Download Kubeconfig for Infra Admins

This will provide the user with a "consolidated" Kubeconfig file for all the clusters the user is authorized to access as per their configured Role in the Rafay Org.


Project Admins

  • Login into the Rafay Console
  • Click on "My Tools"
  • Click on "Download Kubeconfig" on the top of the Clusters page

Download Kubeconfig for Project Admins

This will provide the user with a "consolidated" Kubeconfig file for all the clusters the user is authorized to access as per their configured Role in the Rafay Org.


Namespace Admins

  • Login into the Rafay Console
  • Click on "My Tools"
  • Click on "Download Kubeconfig" on the top of the Clusters page

Download Kubeconfig for Namespace Admins

This will provide the user with a "consolidated" Kubeconfig file for all the clusters the user is authorized to access as per their configured Role in the Rafay Org.


Revoke Kubeconfig

Project admins are provided the means to revoke their Kubeconfigs. They may wish to perform this if they believe that their Kubeconfig file has been compromised (e.g lost/stolen laptop).

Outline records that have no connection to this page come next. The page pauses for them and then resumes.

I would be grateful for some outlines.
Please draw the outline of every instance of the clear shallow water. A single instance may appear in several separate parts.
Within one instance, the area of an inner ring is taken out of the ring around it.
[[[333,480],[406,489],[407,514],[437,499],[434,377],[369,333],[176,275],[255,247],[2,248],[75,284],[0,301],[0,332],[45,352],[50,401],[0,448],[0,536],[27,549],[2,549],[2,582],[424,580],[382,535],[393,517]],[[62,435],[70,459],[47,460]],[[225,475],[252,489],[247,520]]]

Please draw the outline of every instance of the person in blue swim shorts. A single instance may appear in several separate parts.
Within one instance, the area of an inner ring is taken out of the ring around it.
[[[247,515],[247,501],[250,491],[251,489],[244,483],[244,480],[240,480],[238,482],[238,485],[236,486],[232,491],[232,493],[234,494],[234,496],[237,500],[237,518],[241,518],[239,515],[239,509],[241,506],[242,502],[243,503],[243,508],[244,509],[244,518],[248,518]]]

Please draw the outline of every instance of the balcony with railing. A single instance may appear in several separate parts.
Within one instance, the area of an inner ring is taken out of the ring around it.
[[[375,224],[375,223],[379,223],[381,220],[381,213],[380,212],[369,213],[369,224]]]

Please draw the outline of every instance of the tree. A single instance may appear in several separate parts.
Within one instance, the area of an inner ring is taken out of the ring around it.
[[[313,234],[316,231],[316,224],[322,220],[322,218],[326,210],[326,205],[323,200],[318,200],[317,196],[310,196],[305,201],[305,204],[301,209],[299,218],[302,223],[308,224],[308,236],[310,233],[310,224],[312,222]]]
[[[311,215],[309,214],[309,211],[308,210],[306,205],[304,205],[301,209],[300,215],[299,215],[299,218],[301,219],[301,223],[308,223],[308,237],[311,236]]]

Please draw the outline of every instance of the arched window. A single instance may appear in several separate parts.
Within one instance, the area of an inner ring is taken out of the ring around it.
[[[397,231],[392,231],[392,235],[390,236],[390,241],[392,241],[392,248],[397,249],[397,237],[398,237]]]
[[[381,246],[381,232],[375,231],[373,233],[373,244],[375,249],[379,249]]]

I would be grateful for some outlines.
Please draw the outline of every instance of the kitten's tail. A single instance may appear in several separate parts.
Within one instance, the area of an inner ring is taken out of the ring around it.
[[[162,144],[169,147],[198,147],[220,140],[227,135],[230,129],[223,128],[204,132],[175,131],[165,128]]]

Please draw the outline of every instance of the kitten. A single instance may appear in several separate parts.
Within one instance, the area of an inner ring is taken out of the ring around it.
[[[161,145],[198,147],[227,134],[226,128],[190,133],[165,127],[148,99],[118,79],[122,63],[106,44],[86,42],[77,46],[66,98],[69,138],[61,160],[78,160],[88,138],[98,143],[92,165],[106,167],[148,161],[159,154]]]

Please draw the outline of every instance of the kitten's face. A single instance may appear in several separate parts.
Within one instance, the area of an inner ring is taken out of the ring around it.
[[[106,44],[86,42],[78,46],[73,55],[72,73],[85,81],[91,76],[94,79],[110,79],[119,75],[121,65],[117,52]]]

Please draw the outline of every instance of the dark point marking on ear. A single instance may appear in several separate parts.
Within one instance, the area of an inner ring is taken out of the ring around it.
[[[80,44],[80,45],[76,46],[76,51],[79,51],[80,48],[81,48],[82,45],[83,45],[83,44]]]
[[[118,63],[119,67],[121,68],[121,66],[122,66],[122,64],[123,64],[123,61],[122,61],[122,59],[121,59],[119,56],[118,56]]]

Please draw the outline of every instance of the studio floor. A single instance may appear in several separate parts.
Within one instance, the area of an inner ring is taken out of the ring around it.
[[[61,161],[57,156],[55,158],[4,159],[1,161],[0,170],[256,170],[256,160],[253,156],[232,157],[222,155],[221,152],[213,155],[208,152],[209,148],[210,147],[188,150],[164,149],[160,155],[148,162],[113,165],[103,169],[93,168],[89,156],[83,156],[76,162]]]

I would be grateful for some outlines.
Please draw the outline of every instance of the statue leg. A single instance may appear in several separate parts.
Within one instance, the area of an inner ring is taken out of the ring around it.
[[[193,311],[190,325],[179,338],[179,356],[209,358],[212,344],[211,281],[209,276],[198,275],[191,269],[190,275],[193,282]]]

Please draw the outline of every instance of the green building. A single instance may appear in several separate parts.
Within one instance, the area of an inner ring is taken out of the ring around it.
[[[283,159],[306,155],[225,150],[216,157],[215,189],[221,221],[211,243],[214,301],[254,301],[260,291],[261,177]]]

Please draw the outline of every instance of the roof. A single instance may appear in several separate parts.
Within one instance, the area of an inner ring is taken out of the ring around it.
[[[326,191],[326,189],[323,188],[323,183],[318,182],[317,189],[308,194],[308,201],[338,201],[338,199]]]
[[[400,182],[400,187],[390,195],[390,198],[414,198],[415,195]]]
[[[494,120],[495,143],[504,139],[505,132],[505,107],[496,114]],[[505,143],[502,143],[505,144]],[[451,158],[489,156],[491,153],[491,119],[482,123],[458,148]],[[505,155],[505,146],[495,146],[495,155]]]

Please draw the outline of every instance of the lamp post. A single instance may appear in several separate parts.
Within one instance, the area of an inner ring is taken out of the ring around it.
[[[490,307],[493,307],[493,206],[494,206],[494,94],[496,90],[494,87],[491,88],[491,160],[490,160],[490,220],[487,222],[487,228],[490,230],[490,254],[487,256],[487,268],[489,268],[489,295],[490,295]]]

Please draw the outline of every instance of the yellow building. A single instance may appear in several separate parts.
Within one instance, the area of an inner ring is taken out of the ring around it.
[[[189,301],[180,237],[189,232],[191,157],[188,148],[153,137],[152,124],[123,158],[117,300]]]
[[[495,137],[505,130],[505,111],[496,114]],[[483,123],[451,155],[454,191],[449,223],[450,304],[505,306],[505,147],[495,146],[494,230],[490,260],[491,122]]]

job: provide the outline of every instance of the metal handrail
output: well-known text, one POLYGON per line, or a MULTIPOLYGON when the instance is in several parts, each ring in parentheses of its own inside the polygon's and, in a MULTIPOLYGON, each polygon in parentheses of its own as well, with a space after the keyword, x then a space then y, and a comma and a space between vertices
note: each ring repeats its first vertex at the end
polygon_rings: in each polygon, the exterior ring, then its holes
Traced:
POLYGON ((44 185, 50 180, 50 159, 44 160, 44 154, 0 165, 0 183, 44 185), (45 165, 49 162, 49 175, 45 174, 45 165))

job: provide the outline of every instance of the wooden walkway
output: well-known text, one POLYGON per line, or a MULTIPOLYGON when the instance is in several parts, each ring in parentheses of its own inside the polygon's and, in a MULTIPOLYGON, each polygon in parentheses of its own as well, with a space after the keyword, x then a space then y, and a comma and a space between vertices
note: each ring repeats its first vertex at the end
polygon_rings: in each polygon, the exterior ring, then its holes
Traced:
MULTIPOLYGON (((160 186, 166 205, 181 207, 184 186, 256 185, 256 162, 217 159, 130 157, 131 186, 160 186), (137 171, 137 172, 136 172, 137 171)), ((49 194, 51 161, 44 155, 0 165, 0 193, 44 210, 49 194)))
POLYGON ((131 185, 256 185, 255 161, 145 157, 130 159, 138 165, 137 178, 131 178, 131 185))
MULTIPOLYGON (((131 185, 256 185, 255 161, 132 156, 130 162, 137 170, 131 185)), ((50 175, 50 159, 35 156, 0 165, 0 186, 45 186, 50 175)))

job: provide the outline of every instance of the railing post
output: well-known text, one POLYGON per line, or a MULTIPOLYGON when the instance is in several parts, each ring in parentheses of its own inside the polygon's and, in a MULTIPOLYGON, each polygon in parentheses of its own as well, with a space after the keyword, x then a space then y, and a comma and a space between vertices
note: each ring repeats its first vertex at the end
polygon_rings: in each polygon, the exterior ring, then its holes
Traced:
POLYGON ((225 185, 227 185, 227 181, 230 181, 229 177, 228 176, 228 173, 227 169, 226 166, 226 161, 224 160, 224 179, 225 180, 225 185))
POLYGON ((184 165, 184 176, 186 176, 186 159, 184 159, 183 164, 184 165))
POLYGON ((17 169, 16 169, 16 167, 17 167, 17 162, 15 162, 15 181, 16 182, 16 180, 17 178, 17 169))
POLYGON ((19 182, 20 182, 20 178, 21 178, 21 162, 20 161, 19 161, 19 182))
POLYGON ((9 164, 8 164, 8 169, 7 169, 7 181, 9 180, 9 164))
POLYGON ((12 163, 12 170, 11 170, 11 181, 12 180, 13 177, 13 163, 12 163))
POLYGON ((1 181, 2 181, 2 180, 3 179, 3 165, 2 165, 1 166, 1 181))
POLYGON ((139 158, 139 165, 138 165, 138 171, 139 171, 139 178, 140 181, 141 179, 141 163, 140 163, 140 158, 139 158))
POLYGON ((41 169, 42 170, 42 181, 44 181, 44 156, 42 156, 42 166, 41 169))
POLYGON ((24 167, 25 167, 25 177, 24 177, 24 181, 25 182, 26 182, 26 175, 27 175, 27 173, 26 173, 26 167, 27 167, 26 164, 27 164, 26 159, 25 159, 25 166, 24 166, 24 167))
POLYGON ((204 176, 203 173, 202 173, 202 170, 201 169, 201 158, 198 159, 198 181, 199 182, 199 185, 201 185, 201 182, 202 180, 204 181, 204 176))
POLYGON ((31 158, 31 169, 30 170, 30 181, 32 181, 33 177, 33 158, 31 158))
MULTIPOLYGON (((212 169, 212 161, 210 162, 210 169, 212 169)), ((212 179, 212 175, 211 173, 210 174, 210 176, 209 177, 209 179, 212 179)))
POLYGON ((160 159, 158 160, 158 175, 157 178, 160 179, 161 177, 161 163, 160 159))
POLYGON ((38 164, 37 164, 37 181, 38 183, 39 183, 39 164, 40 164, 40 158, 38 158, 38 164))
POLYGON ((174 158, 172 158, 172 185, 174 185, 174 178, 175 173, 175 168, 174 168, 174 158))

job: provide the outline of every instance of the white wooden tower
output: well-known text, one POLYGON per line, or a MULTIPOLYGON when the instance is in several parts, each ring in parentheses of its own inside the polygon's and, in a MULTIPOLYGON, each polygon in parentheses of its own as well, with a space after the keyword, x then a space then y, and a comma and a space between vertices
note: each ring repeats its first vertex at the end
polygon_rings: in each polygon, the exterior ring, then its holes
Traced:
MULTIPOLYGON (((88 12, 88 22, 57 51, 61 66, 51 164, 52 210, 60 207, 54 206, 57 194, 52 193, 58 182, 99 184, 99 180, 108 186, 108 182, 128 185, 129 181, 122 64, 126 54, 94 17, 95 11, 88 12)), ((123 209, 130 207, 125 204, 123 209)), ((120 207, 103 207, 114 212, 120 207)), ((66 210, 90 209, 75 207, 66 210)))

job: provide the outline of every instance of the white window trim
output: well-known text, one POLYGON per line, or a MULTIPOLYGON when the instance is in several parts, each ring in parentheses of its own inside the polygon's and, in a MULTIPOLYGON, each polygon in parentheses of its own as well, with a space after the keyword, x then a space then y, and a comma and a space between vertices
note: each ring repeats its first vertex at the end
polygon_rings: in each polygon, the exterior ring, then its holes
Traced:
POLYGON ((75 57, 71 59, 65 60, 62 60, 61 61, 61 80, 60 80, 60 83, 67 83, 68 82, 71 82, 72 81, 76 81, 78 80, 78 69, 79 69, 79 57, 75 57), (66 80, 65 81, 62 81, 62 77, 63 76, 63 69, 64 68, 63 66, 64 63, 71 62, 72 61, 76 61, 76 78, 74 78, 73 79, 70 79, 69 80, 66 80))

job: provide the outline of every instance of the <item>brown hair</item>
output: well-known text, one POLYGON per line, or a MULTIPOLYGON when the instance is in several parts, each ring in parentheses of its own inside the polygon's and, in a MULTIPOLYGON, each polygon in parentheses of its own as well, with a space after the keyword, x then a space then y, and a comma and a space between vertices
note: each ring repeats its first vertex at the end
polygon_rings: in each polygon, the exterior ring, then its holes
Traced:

  • Login into the Rafay Console
  • Click on "My Tools"
  • Click on "Revoke Kubeconfig"

Revoke Kubeconfig for Project Admins


RCTL and Kubeconfig

In some environments, automation is critical and foundational. As a result, users and 3rd party systems may need to access the managed cluster's Kube API Server programmatically or via scripts. These systems may also not have the ability to download the Kubeconfig via a web browser. For scenarios like this, Rafay's RCTL CLI can be used to download the Kubeconfig files.

Representative examples: - A Jenkins based CI system that needs to use KubeCTL to securely interact with remote clusters. - A 3rd party SaaS Application such as "Service Now" that needs to securely access the fleet of Kubernetes clusters for inventory and governance purposes.

Once RCTL has been downloaded and initialized (i.e. it is now authorized to communicate with the customer's Org in the Rafay Controller), use RCTL to download the Kubeconfig file. The downloaded Kubeconfig file will be a unified Kubeconfig that will provide access to all clusters in the Project the RCTL user is authorized to access.

./rctl kubeconfig download -h
Download the generated kubeconfig

Usage:
  rctl kubeconfig download [flags]

Flags:
      --cluster string     Set the cluster to get kubeconfig for a specific cluster
  -h, --help               help for download
  -n, --namespace string   Set the default namespace for the kubeconfig
  -f, --to-file string     File location to download the kubeconfig to

Global Flags:
  -c, --config string    Customize cli config file
  -d, --debug            Enable debug logs
  -o, --output string    Using json or yaml output
  -p, --project string   Using json or yaml output
  -v, --verbose          Verbose mode. A lot more information output.